Two Democrats, two different approaches. What about on the Republican side of the aisle?

On Thursday, Representative Joe Barton of Texas announced he would not seek reelection. Barton is embroiled in a strange story. While separated from his wife, from whom he is now divorced, he engaged in consensual sexual relationships with women and also shared nude pictures. Last week, one such picture was circulated online. Embarrassing, sure—but there’s no evidence that Barton did anything legally or ethically wrong, and indeed he may have been the victim of a crime. A recording of him threatening to go to the Capitol Police was also leaked, but again, he was apparently being blackmailed. Even so, Republicans pressured Barton to announce he would not run again, and on Thursday he acceded. Unless he knows something that’s not public, it looks like he’s being punished for being a victim. But Barton is perhaps expendable for party leaders: His seat is comfortably Republican, and he’s had a long career already.

Even as Barton was pressured to bow out for no apparent reason, Roy Moore looks to be back on track to be elected to the Senate from Alabama. Polls since Thanksgiving have shown him retaking a lead from Democrat Doug Jones. The allegations against Moore are more serious than those against any of the other three men. One woman says he brought her to his house when she was 14 and guided her hand to touch his penis over his underwear; another says he offered her a ride home, then locked his car, groped her, and tried to force her head into his crotch. Multiple women have also said he pursued them when they were in their teens, and he is reported to have been banned from a local mall in Gadsden, Alabama, for making girls uncomfortable.

Many top Republicans have said Moore should withdraw from the race and not serve. The Republican National Committee and the GOP’s Senate campaign wing both yanked support for him. Senate Majority Leader Mitch McConnell has suggested expelling him if he wins. But Moore remains, for a couple reasons. One is that he is not beholden to the GOP establishment. Another is that President Trump has effectively backed him. (The president may have his own motives: He was infamously recorded bragging about committing sexual assault.)

The strange result is that one Republican is forced out for doing nothing apparently wrong; another seems to be headed for a Senate seat despite allegations of much more serious sins.

Among voters themselves, there is a partisan split on sexual abuse. According to a new NBC News/SurveyMonkey poll, 45 percent of Republicans said they’d support a candidate accused of sexual harassment “if that person had excellent leadership skills and shared their views on issues,” while just 18 percent of Democrats said the same. Two-thirds of Democratic men said the recent revelations had made them reflect on their own behavior and attitudes toward women; roughly the same proportion of Republican men said they had not.

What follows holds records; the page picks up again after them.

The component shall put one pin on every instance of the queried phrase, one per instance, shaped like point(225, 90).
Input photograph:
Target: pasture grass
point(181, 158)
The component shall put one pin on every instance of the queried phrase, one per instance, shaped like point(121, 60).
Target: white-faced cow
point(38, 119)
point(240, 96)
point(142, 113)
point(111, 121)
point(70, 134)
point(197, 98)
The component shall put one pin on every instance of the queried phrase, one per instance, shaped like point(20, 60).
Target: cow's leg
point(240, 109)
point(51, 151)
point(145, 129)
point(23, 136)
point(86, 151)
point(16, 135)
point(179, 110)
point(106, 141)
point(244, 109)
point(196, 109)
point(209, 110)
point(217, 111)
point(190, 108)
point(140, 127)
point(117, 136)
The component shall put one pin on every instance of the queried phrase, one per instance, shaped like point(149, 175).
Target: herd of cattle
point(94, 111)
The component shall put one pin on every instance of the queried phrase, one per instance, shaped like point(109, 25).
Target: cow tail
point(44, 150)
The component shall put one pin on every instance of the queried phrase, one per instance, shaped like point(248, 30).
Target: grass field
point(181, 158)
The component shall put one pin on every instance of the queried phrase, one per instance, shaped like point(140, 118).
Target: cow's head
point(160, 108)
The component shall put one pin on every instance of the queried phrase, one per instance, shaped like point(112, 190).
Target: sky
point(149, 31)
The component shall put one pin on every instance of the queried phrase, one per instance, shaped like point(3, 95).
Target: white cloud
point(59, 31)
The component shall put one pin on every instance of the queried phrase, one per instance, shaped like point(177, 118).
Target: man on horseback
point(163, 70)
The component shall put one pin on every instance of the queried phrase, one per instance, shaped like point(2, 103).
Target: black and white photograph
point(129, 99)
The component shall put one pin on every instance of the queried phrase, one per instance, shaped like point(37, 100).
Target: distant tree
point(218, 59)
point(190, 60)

Yet among elected officials in the two parties, it’s hard to draw conclusions. Franken looks safer than Conyers; Barton is out, while Moore’s prospects are rosier. There are many variables here, including the seriousness of the allegations against the men, the amount of leverage their respective parties have on them, and the stage of each one’s career. The electoral repercussions of a resignation for each of them seem to exert an important pull. It’s hard to draw clear conclusions about whether one party is especially better at holding lawmakers accountable than the other. So far, there’s no way to predict the fate of a congressman accused of sexual misbehavior.